Since the methods correspond to function names, they will tab-autocomplete when
inputting them. For more information on a specific method, please see the respective docstring (e.g. ?Loiselle
).
Method | Type | Method Call |
---|---|---|
Blouin 1996 | moments-based | Blouin |
Li & Horvitz 1953 | moments-based | LiHorvitz |
Loiselle 1995 | moments-based | Loiselle |
Lynch 1988 | moments-based | Lynch |
Lynch/Li 1993 | moments-based | LynchLi |
Lynch & Ritland 1999 | moments-based | LynchRitland |
Moran 1950 | moments-based | Moran |
Queller & Goodnight 1989 | moments-based | QuellerGoodnight |
Ritland 1996 | moments-based | Ritland |
Milligan 2003 "DyadML" | maximum-likelihood | incomplete* |
Wang 2002 | moments-based | incomplete* |
Contact us or submit a pull request if you're interested in contributing to the kinship methods. DyadML and Wang (2002) estimators are currently incomplete and the others could use some optimizations. More help is always welcomed! Our wishlist also includes the KING method 😄
Posthoc analyses
There are several different kinds of things you can do with kinship information (e.g. network analysis), and one that's provided is lovingly
called kinshipposthoc()
, which performs a permutation analysis to
test if within-population relatedness is significantly greater than between-population relatedness for each population.
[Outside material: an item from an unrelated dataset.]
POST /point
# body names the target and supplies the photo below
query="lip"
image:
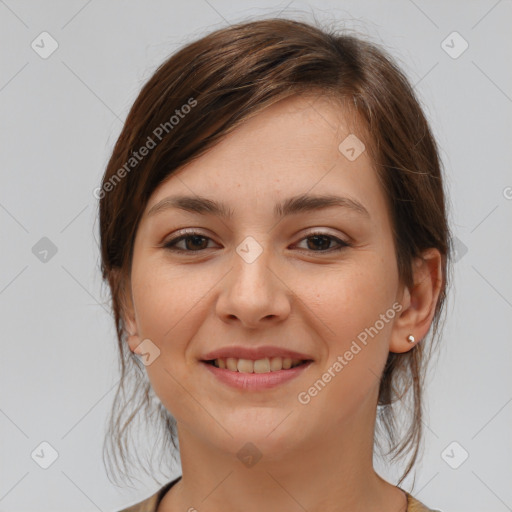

We recommend that you
correct for multiple testing using MultipleTesting.jl
.
kinshipposthoc(data::PopData, results::Union{DataFrame, NamedTuple}; iterations::Int)
Arguments
data
: A PopData objectresults
: the DataFrame or NamedTuple results fromkinship()
Keyword Arguments
iterations
: number of iterations for the permutation tests (default:20000
)
We admit "kinshipposthoc" is not a great name for this function. Please contact us with better ideas! 😁
Example
julia> cats = @nancycats ;
julia> rel_out = kinship(cats, method = [Ritland, Moran], iterations = 100);
julia> kinshipposthoc(cats, rel_out)
17x3 DataFrame
Row │ population Ritland_P Moran_P
│ String Float64 Float64
─────┼────────────────────────────────
1 │ 1 5.0e-5 5.0e-5
2 │ 2 5.0e-5 5.0e-5
3 │ 3 5.0e-5 5.0e-5
4 │ 4 5.0e-5 5.0e-5
5 │ 5 5.0e-5 5.0e-5
6 │ 6 5.0e-5 5.0e-5
7 │ 7 5.0e-5 5.0e-5
8 │ 8 5.0e-5 5.0e-5
9 │ 9 5.0e-5 5.0e-5
10 │ 10 5.0e-5 5.0e-5
11 │ 11 5.0e-5 5.0e-5
12 │ 12 5.0e-5 5.0e-5
13 │ 13 5.0e-5 5.0e-5
14 │ 14 5.0e-5 5.0e-5
15 │ 15 5.0e-5 5.0e-5
16 │ 16 5.0e-5 5.0e-5
17 │ 17 5.0e-5 5.0e-5
Acknowledgements
The kinship methods were dutifully written and verified against R analogues by Jason Selwyn. They have since been rewritten twice for speed and memory optimization (14mb vs 14gb!). These anaylses can take a while, especially if performing bootstrapping; we provide a progress bar via Term.jl so you can move on and focus on other things in the meantime.